Furthermore, as 25 million cells showed sustained engraftment, we evaluated if TMI (8:2) dose escalation was essential for this sustained engraftment, or if a higher cell number was enough. We treated SS mice with TBI (2:2), TMI (4:2), and TMI (8:2) and transplanted 25 million HbA donor BM cells.

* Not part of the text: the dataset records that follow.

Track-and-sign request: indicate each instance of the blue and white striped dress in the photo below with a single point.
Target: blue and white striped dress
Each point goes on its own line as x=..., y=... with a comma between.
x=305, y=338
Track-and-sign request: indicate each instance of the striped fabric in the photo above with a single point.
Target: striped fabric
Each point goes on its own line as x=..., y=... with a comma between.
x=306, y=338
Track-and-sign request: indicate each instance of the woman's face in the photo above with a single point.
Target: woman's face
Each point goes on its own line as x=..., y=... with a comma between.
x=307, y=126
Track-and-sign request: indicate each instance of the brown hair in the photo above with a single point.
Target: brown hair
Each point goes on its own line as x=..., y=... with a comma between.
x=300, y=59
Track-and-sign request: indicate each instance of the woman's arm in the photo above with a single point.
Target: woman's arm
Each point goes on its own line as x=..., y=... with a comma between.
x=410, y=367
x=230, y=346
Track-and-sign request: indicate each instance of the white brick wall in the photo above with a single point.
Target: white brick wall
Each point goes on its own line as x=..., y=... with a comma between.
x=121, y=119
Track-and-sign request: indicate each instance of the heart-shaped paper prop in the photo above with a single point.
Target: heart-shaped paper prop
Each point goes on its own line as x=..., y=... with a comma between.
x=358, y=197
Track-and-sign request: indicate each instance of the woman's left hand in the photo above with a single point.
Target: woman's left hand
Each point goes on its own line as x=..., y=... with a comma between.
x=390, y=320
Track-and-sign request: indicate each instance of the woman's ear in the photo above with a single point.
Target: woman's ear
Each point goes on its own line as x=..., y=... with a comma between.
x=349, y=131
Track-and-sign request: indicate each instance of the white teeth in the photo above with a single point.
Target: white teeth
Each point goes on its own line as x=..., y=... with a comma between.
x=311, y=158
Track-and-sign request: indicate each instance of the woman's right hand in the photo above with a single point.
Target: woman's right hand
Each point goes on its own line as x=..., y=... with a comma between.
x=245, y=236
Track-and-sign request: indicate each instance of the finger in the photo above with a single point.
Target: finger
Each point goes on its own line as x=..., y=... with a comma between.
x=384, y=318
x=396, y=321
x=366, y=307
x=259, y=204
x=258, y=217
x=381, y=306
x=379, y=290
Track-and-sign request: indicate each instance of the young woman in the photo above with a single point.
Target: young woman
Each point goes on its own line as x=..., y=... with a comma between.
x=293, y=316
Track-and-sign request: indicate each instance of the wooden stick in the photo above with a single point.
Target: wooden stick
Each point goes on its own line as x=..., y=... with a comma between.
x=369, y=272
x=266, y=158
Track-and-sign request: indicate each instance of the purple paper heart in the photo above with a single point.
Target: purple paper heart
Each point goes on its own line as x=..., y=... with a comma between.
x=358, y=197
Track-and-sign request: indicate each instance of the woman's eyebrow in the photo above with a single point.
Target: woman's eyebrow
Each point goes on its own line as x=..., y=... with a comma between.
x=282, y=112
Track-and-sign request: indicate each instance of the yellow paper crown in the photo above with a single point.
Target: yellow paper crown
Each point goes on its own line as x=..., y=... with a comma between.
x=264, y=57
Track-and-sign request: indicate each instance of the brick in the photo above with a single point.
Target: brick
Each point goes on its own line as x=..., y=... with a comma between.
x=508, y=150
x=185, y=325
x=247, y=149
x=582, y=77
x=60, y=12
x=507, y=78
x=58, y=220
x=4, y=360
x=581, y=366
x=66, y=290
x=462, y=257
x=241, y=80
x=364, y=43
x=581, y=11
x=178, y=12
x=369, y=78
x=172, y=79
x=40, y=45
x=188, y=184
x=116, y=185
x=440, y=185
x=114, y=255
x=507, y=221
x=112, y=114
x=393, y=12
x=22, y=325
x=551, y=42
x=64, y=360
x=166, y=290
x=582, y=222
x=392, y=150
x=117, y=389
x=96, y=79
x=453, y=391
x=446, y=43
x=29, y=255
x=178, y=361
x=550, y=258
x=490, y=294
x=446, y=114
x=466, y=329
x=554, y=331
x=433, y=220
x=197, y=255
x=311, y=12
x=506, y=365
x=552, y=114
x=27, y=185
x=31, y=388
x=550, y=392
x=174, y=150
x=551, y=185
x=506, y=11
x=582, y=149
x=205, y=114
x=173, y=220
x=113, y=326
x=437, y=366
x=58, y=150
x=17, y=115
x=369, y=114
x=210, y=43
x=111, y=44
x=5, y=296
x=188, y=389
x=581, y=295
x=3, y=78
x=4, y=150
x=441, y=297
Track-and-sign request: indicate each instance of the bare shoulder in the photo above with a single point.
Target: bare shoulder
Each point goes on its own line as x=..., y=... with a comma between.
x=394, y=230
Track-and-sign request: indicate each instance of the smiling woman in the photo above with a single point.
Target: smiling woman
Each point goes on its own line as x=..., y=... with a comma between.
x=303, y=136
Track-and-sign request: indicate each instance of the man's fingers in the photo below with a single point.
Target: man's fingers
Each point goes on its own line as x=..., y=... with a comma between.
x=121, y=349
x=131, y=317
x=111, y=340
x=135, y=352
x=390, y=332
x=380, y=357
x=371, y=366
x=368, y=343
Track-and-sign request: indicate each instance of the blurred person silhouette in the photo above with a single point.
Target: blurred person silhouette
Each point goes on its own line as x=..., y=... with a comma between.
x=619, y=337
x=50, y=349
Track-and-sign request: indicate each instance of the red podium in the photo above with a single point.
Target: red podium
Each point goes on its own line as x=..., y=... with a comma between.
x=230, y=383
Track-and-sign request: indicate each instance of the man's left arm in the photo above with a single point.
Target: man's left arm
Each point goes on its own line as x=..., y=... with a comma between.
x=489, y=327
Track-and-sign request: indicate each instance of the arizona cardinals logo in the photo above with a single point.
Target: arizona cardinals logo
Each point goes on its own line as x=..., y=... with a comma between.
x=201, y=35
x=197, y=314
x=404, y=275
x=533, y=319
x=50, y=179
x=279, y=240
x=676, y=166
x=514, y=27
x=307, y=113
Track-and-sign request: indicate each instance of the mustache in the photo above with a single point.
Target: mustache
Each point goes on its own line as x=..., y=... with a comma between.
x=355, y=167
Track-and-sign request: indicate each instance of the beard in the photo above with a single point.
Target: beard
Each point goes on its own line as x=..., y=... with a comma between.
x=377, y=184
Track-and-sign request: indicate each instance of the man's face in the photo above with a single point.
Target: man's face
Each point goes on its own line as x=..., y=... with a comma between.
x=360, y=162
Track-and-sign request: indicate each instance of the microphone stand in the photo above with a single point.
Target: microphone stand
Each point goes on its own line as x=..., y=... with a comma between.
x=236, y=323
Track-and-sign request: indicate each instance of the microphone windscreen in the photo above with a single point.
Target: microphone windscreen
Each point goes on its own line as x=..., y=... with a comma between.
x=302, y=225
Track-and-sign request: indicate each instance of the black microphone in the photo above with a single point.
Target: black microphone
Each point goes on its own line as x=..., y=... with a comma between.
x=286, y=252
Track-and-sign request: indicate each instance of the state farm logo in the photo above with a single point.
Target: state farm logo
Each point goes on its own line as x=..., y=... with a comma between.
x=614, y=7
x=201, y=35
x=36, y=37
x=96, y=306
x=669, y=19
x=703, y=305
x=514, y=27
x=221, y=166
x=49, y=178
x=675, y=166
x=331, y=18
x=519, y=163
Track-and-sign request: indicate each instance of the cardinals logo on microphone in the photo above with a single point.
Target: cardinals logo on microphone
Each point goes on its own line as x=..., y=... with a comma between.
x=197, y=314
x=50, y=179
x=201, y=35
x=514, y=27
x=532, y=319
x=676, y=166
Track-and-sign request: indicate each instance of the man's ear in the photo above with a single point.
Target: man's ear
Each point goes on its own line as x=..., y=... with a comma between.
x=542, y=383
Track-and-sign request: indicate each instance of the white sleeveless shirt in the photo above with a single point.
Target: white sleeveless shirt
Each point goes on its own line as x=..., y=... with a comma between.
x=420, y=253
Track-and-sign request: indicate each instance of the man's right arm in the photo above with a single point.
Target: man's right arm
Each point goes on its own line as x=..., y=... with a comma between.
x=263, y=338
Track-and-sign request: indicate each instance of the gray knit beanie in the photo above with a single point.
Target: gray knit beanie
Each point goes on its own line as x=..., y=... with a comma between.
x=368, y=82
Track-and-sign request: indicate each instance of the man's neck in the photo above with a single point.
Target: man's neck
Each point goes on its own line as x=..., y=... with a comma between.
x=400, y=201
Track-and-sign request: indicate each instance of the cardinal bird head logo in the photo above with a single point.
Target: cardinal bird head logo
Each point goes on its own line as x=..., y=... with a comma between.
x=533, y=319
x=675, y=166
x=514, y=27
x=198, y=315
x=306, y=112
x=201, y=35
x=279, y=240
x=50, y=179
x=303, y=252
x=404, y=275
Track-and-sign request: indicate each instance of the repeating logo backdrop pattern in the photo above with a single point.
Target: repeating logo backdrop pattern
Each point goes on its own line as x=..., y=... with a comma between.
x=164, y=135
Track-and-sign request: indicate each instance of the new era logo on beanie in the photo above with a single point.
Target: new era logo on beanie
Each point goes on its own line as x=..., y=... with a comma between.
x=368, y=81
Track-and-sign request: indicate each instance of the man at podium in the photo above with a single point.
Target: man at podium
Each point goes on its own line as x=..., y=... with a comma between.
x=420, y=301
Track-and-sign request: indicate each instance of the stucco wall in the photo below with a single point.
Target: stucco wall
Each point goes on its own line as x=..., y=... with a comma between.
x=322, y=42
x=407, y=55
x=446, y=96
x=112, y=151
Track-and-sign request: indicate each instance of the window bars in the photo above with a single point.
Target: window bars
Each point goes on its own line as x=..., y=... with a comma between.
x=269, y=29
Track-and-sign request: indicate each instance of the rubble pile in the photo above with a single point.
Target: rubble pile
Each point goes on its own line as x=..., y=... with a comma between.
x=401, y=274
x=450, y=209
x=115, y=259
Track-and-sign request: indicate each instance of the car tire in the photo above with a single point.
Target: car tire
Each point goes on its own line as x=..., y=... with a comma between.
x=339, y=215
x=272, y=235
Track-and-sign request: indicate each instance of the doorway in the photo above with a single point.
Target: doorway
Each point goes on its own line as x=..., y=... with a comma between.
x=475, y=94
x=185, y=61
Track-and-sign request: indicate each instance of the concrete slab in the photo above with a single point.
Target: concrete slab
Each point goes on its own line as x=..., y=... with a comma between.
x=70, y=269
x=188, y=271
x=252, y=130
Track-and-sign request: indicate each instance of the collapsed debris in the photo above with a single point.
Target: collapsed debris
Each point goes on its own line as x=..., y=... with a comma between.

At day 7 post-BMT, chimerism was much better in all groups, but TMI (4:2) and TMI (8:2) were higher than TMI (4:0) and TBI (2:2). However, only TMI (8:2)-treated mice could retain higher donor chimerism (>60%) by day 30 (Figure 4C), suggesting that both dose escalation and increasing donor cells were necessary for successful short- and long-term engraftment. We also measured HbA and HbS levels in peripheral blood post-BMT using CAE. With increasing donor BM cells (from 5 to 25 million), we observed an increase in HbA:HbS ratio by D14 in TBI (4:4) and TMI (8:2), while TMI (4:0) showed no change. However, 25 million donor BM cells showed the highest improvement in HbA:HbS ratio in TMI (8:2)-treated mice while TMI (4:0) still showed minimum to no change (Figure 4D), correlating with the enhanced donor chimerism in TMI (8:2) and failed chimerism in TMI (4:0).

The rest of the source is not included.